Journaliste, collaborateur régulier pour Terra eco.

Prototypes, vélos, dirigeables ou camping-cars : le festival Solar Event, organisé sur les rives du Lac du Bourget en Savoie, promettait nombre d’occasions d’embarquer dans un engin carburant au soleil. J’ai tenté ma chance…

11 heures. Les batteries pleines à ras bord et profitant du soleil de plomb de ce samedi 5 juin, une myriade de bolides dopés au photovoltaïque s’élance sur la piste. Bienvenue au technopôle de Savoie Technolac, près de Chambéry pour le challenge d’endurance du festival Solar Event. Les candidats sont dignes des « Fous du Volant » : deux « sunracers » – des F1 solaires, ni plus ni moins – une mini-voiture au look de Ferrari, une calèche 100% matériaux de récup, un tandem, etc. L’occasion rêvée de tester un véhicule fonctionnant à l’énergie solaire, me dis-je. Mais du côté des compétiteurs – qui seront plus de six heures en piste –, personne ne semble prêt à me prêter un volant ou un guidon. Raté.

Quoique. Alors que son rival Sunspeed roule à fond la caisse, le sunracer orange Helios est arrêté sur le bas-côté. Coup de chance pour moi ? Non : coup dur pour le pilote. La rotule de direction est cassée. Le bolide de l’Ecole des hautes études d’ingénieur de Lille doit être réparé, mais n’abdiquera pas face aux voisins de l’université de Picardie. Après tout, il a déjà traversé l’Australie du Nord au Sud… Dommage : roulant à 60 km/h avec ses panneaux seuls et capable de pointes à 100 km/h en puisant dans les batteries, le volant d’Helios me faisait de l’œil.

Géo Trouvetou, Icare et Lindbergh

Mais moi non plus, je n’abandonne pas comme ça. Je me replie sur les innovations du Solar Event. Premier Géo Trouvetou rencontré : Christophe Praturlon qui propose d’embarquer appareils photos ou capteurs de pollution de l’air dans des ballons solaires. « C’est le même principe qu’une montgolfière, sauf qu’au lieu d’utiliser un brûleur, on capte l’énergie solaire via l’enveloppe du ballon », explique-t-il. Yann Arthus-Bertrand, si tu nous lis… Multipliez par 10 le volume et vous pouvez transporter un héritier d’Icare. Mais cette application est encore au stade du prototype. Juste en face, deux étudiants de l’Insa (Institut national des sciences appliquées) de Lyon présentent le projet Sol’R. L’idée ? S’envoyer en l’air avec un dirigeable, le Nephelios, propulsé par des panneaux photovoltaïques. Avant même la traversée de la Manche en juillet prochain, l’équipe prépare déjà une version plus costaude pour un Paris-New York digne de Lindbergh. Sauf qu’avec ses 22 mètres de long, le Nephelios n’est pas présent en Savoie : il est sagement resté dans son hangar.

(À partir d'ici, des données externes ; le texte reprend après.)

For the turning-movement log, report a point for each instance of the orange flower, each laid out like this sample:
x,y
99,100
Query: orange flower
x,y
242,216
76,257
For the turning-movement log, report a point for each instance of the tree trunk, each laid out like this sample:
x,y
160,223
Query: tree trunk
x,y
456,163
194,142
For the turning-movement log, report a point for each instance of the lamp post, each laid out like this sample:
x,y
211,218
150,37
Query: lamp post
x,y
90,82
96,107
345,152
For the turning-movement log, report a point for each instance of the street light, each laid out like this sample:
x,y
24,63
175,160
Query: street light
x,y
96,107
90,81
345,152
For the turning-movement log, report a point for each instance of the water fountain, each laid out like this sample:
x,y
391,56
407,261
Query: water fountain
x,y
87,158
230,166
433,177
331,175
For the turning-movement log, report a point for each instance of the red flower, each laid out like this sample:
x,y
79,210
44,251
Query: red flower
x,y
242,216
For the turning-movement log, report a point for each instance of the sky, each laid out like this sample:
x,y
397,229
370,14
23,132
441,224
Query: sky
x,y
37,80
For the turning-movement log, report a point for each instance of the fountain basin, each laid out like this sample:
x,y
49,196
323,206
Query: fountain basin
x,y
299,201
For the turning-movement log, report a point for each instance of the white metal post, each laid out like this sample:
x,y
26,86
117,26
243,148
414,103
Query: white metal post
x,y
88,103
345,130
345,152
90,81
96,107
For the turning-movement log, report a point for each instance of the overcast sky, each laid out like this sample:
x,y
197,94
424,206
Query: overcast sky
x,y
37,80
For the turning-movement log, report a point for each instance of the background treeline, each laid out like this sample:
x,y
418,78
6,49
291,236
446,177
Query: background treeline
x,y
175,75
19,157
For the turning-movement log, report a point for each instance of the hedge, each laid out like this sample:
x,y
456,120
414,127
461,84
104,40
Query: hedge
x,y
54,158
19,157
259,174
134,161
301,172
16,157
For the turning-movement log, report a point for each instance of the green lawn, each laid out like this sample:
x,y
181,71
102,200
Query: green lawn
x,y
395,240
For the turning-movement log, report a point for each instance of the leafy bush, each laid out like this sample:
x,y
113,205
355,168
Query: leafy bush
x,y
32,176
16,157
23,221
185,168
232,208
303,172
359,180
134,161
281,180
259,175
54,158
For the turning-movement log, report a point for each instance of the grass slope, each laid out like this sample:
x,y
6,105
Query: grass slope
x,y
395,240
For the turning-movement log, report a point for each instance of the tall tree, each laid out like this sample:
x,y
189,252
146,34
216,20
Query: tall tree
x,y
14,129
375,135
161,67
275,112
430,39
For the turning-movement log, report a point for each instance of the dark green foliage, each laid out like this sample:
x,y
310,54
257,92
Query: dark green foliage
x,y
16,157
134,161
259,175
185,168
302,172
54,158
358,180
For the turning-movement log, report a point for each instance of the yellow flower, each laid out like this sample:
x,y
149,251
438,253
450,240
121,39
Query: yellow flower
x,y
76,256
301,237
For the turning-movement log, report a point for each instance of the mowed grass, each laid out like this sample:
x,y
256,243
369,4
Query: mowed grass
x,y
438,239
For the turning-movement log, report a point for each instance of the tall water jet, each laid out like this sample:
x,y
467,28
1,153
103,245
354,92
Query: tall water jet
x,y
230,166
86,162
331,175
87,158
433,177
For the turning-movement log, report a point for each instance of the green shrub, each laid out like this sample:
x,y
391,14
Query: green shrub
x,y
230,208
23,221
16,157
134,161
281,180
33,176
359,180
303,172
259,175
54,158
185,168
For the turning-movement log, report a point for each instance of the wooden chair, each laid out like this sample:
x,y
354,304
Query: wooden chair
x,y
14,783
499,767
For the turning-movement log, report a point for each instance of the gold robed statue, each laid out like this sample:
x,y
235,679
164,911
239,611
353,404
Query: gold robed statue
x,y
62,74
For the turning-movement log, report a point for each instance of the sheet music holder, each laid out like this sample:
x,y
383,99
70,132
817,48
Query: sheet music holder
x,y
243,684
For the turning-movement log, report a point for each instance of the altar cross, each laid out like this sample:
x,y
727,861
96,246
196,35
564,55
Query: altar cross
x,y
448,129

Sur le stand voisin, un camping-car solaire attire mon attention. Mais, à moins de rejouer Chérie, j’ai rétréci les gosses, difficile de monter dans une maquette. L’idée : un moteur de 45 kW, alimenté par un station photovoltaïque de 5 kW. Insuffisant pour l’usage d’un véhicule lambda, mais envisageable pour un camping-car, à condition de repenser l’idée de voyage : « C’est comme pour un voilier. Quand il y a peu de vent, on va moins loin et les jours sans, on jette l’ancre et on nage autour ou on bronze… Ainsi le trajet fait partie des vacances, alors qu’aujourd’hui, on va d’un point A à un point B sur l’autoroute », explique son concepteur, Michel Riera.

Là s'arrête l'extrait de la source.